そんな学生生活を経て、社会人になってからも、自分の評価は周りとの比較だったように感じる。同期の中で自分は優れている方なのか、開業している地域の中で自分のクリニックは高く評価されているのか、等……
日本人に生まれただけで、全世界から見れば幸せなことは間違いないのだが、誰も世界の中の日本人としての評価はしなくて、周りの人間と比較して上流階級、中流階級などの意識を持っているのではないだろうか?

周りと比べて自分がどれだけ優れているかで、優越感を感じたり、劣等感を感じて年月が経っていった。
そういう生活を長く続けてきて、いつしか院長という立場で社員を雇うようになってきた。
今までは、「自分が周りよりも少しでも優秀な人間になる」ということを目標に頑張ってきたような気がするが、社員は院長が優秀かどうかには全く興味がないように感じてきた。

社員を雇ってから社員との衝突を繰り返していくうちに、社員にとっての興味は、院長が優秀かどうかというよりも、院長が人格者かどうかだ、ということに少しずつ気が付いてきた。
これまで、自分の性格や人格が大きく評価される環境にいなかっただけに、急に人格に焦点を当てられても何から手を付けていけばいいのかわからなかった。

多くの個人開業医が壁にぶち当たるのは、この点なのだ。

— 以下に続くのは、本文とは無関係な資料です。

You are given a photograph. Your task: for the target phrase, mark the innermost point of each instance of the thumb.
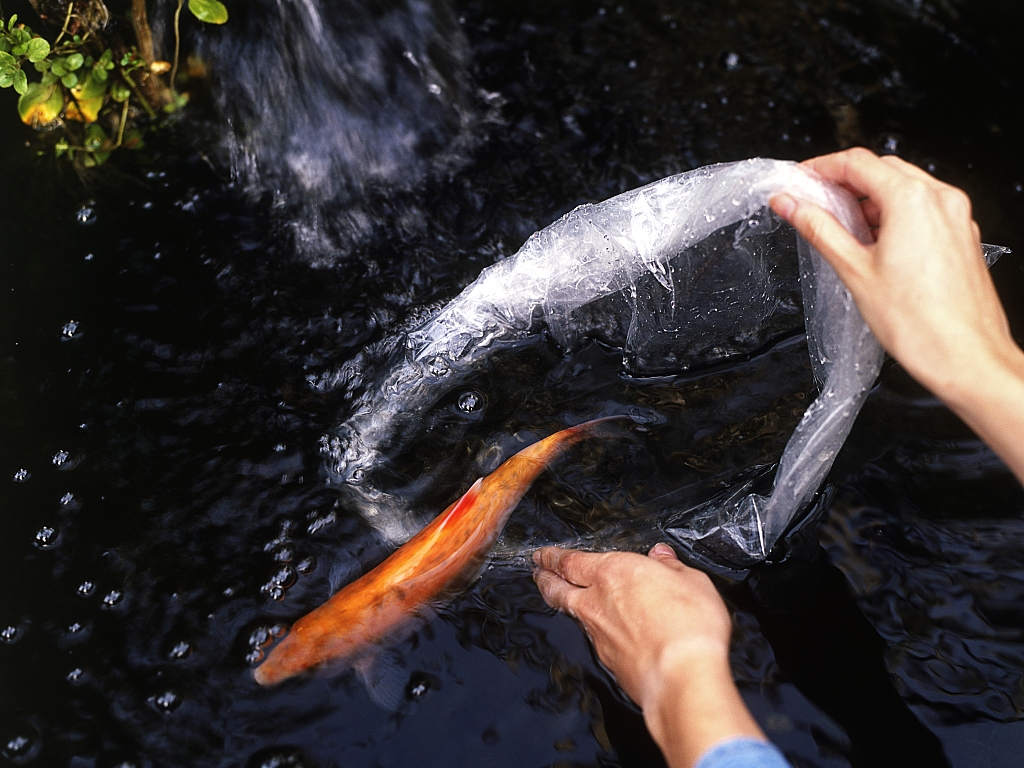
(663, 553)
(821, 229)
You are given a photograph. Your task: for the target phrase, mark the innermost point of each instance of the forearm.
(695, 707)
(988, 395)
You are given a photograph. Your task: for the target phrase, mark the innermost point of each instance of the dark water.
(175, 346)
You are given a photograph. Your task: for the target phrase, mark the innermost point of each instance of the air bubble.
(470, 401)
(322, 522)
(19, 748)
(45, 537)
(420, 684)
(167, 701)
(69, 330)
(86, 214)
(438, 367)
(180, 650)
(274, 588)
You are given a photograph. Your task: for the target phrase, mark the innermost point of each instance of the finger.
(871, 212)
(822, 230)
(909, 169)
(663, 553)
(859, 170)
(574, 566)
(556, 591)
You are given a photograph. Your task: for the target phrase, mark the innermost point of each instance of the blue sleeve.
(742, 753)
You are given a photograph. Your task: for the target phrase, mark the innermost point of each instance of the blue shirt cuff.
(742, 753)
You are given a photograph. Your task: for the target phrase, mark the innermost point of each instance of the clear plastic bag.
(685, 271)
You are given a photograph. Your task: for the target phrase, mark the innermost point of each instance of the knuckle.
(859, 154)
(956, 202)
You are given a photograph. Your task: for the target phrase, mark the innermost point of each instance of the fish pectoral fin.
(385, 675)
(462, 506)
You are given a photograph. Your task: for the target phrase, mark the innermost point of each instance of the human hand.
(923, 286)
(924, 289)
(663, 630)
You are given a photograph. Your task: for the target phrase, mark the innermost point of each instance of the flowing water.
(180, 333)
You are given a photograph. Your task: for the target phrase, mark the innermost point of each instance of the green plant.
(94, 90)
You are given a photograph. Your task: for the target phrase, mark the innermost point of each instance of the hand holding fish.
(351, 628)
(663, 630)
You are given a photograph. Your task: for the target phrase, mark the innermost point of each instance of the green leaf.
(211, 11)
(95, 137)
(40, 49)
(40, 104)
(120, 92)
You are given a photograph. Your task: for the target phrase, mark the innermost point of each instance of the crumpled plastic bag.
(685, 271)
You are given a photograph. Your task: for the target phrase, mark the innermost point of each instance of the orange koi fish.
(361, 617)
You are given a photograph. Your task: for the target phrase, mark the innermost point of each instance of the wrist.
(693, 704)
(989, 397)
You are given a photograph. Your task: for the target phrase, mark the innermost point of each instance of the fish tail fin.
(385, 676)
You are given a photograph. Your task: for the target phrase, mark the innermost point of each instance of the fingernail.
(662, 549)
(783, 205)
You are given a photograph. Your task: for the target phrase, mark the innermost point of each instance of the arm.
(924, 290)
(663, 630)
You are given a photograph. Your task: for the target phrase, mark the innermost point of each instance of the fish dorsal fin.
(464, 504)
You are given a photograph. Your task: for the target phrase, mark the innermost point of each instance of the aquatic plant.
(96, 90)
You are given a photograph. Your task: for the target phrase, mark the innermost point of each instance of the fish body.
(363, 616)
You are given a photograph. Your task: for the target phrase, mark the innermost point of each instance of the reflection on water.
(164, 340)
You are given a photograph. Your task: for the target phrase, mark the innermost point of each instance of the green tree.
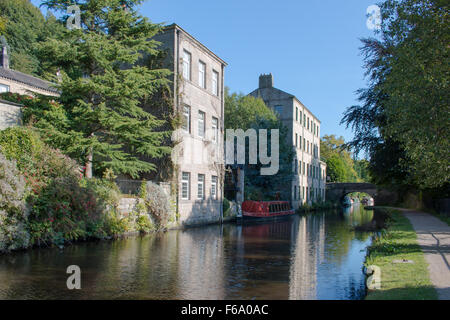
(336, 169)
(362, 170)
(106, 79)
(405, 108)
(241, 111)
(332, 147)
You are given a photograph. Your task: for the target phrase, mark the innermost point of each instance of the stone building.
(198, 84)
(308, 185)
(17, 82)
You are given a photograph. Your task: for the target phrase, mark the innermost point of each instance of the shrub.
(106, 192)
(13, 213)
(66, 210)
(157, 203)
(144, 224)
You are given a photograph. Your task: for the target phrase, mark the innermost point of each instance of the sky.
(310, 46)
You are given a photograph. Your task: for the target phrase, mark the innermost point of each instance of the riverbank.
(404, 270)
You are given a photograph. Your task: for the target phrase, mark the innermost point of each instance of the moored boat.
(255, 210)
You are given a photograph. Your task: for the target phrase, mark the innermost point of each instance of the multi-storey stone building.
(308, 185)
(198, 84)
(17, 82)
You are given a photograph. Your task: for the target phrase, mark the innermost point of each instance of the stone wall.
(10, 114)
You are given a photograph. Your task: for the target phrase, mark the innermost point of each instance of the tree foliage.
(340, 165)
(106, 79)
(404, 118)
(246, 112)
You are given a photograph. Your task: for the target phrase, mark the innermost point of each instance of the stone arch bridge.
(337, 191)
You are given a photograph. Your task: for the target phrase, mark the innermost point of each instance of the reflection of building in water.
(308, 247)
(201, 265)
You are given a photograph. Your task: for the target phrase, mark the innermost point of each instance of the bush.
(157, 202)
(13, 213)
(38, 163)
(106, 192)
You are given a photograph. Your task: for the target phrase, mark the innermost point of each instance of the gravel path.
(433, 236)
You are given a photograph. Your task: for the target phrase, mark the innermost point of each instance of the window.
(215, 83)
(185, 185)
(186, 65)
(201, 124)
(187, 118)
(214, 187)
(215, 127)
(201, 74)
(4, 88)
(278, 110)
(201, 187)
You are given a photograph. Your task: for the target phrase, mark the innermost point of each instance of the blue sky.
(310, 46)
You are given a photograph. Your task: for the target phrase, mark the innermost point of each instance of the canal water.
(306, 257)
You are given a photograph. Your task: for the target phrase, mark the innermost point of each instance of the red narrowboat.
(266, 209)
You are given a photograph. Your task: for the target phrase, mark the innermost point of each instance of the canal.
(306, 257)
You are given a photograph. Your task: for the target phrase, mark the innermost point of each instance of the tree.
(332, 148)
(405, 108)
(362, 170)
(106, 78)
(336, 169)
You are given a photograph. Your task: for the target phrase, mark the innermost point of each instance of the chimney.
(266, 81)
(4, 58)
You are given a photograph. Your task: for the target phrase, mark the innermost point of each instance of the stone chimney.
(266, 81)
(4, 55)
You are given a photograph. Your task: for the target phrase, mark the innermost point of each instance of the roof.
(175, 26)
(27, 79)
(287, 96)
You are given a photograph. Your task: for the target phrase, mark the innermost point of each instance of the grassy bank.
(399, 281)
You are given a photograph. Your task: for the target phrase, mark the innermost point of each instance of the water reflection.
(311, 257)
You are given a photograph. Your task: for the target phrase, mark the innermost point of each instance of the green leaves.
(406, 107)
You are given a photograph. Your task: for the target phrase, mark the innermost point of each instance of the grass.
(400, 281)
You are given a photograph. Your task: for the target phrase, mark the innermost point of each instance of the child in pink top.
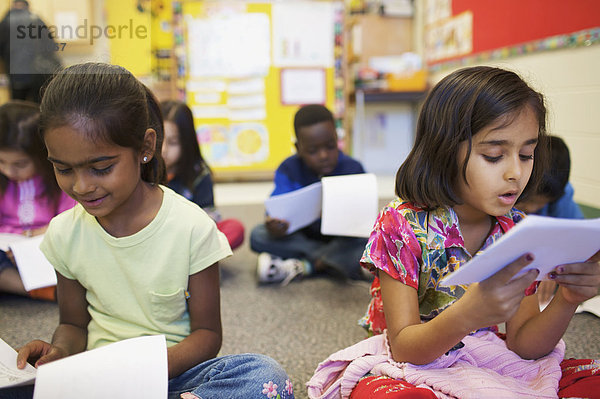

今まで、自分の知識や技術が、周りの歯科医師よりも、少しでも優れているかどうかにだけ焦点を当ててきた人間が、社員に反発されて院長だけが孤立して途方に暮れた時に、これまでの生き方考え方を反省して、自分を変えていける人間だけが、社員もついてきてくれることを悟ったのだ。
このことに気が付かなければ、社員は永遠に院長の敵のままなのだ。

自分の知識やスキルを伸ばすための勉強は、これまでのように、自分のために努力すればいいから簡単だ。
一方、自分を押し殺して、社員のため、世の為人の為に生きていく努力は、戦前と戦後の考え方の違いぐらいに、簡単に生き方や考え方を変えていくことはできないものだ。

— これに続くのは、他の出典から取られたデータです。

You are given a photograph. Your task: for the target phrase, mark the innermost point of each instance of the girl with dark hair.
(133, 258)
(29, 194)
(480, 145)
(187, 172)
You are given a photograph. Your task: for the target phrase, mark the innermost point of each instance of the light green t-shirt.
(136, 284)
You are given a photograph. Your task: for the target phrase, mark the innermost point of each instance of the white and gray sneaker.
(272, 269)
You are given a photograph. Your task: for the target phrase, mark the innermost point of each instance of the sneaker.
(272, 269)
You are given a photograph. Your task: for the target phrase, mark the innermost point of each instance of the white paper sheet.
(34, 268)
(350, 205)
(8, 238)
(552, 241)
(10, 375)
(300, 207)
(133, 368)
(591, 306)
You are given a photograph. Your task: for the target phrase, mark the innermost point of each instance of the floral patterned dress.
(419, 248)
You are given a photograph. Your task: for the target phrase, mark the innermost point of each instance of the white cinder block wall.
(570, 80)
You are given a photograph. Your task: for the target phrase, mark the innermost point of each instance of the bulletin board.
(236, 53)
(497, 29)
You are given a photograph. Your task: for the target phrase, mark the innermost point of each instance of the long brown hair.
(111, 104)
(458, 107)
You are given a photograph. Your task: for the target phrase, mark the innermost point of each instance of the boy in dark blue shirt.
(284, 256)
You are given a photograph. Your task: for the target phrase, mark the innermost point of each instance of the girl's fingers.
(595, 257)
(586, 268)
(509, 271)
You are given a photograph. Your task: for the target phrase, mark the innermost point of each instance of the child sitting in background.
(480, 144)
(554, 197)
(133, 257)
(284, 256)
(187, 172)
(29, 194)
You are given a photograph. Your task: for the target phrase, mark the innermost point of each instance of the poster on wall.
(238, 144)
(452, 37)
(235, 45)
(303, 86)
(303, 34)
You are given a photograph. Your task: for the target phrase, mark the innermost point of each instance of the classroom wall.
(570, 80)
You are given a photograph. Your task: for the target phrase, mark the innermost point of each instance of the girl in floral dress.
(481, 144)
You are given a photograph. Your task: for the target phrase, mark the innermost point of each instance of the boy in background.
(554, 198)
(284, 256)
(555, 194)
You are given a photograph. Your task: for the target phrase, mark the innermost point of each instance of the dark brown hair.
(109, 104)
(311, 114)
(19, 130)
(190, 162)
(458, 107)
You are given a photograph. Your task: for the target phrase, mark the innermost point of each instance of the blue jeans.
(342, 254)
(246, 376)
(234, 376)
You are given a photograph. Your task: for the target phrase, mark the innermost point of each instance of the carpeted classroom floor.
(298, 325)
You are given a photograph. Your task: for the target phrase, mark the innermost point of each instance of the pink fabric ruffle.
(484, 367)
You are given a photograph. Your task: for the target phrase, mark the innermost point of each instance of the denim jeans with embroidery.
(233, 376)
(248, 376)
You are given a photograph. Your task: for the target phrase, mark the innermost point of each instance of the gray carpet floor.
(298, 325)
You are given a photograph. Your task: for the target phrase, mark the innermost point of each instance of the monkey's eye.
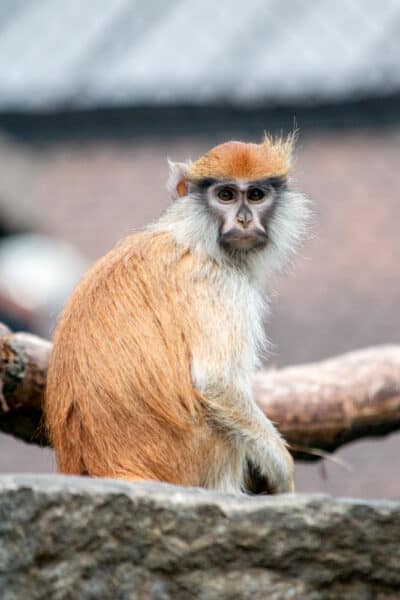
(255, 195)
(226, 195)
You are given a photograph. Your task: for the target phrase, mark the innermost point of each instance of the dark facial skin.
(243, 210)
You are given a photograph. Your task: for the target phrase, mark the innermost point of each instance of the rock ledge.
(66, 537)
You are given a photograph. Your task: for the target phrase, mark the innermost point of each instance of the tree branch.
(318, 406)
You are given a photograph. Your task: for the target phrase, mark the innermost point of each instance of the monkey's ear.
(177, 181)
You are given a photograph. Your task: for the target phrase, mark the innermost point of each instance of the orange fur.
(237, 160)
(163, 315)
(120, 400)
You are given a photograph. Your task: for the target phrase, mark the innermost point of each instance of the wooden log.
(317, 407)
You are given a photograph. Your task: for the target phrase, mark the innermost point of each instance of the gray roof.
(130, 52)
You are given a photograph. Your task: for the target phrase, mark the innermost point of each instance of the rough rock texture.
(80, 538)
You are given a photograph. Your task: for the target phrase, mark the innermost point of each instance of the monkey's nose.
(245, 218)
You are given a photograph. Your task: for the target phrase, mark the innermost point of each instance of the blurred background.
(94, 96)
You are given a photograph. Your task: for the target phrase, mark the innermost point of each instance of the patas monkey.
(151, 371)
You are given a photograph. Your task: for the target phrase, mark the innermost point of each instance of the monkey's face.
(243, 210)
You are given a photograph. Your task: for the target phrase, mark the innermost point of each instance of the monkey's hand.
(269, 465)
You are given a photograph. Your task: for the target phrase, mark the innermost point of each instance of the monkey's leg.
(266, 453)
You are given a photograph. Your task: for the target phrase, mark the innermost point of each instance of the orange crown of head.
(238, 160)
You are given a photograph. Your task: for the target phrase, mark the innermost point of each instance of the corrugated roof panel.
(129, 52)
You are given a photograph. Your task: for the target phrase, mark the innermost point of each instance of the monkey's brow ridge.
(276, 182)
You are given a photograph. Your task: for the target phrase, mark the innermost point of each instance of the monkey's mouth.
(236, 239)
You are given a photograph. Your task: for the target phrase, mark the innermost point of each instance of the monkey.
(150, 376)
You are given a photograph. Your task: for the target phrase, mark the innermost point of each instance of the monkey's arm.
(232, 408)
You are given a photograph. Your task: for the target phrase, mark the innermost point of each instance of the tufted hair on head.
(238, 160)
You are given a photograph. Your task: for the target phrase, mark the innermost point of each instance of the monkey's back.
(120, 399)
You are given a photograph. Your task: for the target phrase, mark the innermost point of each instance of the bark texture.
(318, 406)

しかし、自分のことばかり考えて利己的な生き方をしてきた人間が、他人のことを考えて利他的な人間に変わっていけることは、これまでに感じたことのない喜びがあるのも事実だ。
社員が増えていけばいくほど、自分を監視し評価してくる目が増えていくことはプレッシャーにはなってくるが、プレッシャーがあるからこそ、やせ我慢でも続けていけるような気がする。

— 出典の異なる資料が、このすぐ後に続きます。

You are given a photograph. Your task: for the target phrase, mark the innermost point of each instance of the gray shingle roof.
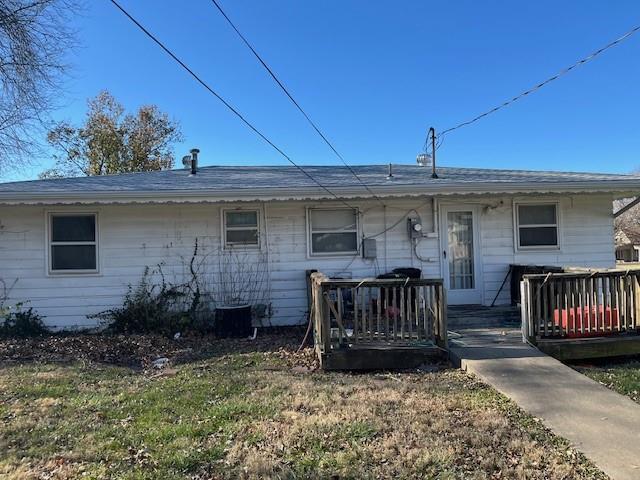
(241, 177)
(248, 180)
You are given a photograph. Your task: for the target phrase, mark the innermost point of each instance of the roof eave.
(621, 187)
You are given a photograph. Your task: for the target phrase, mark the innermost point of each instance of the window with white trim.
(537, 225)
(241, 228)
(73, 243)
(333, 231)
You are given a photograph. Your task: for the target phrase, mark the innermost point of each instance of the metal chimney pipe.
(194, 160)
(432, 132)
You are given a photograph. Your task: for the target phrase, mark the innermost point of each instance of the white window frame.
(311, 253)
(237, 246)
(50, 243)
(517, 226)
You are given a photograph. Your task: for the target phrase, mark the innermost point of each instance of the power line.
(284, 89)
(548, 80)
(224, 102)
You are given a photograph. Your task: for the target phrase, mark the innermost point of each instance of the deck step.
(382, 357)
(473, 316)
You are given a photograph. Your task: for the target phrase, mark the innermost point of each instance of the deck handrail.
(346, 313)
(575, 305)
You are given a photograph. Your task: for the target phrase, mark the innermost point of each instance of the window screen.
(73, 245)
(241, 228)
(537, 225)
(333, 231)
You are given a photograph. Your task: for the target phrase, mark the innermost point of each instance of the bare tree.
(111, 141)
(34, 38)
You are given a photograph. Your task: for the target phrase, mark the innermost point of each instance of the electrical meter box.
(369, 249)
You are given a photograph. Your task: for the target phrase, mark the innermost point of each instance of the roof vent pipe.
(432, 132)
(194, 160)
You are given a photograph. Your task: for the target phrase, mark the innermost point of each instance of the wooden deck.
(374, 324)
(579, 315)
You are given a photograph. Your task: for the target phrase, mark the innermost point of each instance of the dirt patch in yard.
(138, 352)
(621, 374)
(254, 410)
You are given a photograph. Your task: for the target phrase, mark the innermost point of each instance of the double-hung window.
(73, 243)
(537, 226)
(333, 231)
(241, 228)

習慣とは恐ろしいもので、初めはやせ我慢でしていたことが、いつの間にか本当の習慣になってくるから不思議なものだ。
子供の時に自分の能力を磨く努力をしていくことは決して無駄なことではないと思う。

しかし、年齢を重ねるごとに、能力よりも人格形成に比重を移していく必要があるのは、院長やトップに限らず、人間共通のことではないかと思う今日この頃です。
今自分は、心から人格者になりたいと思って修業に励んでいますが、ゴールがないからこそ、死ぬまでの目標には最適なのかもしれません。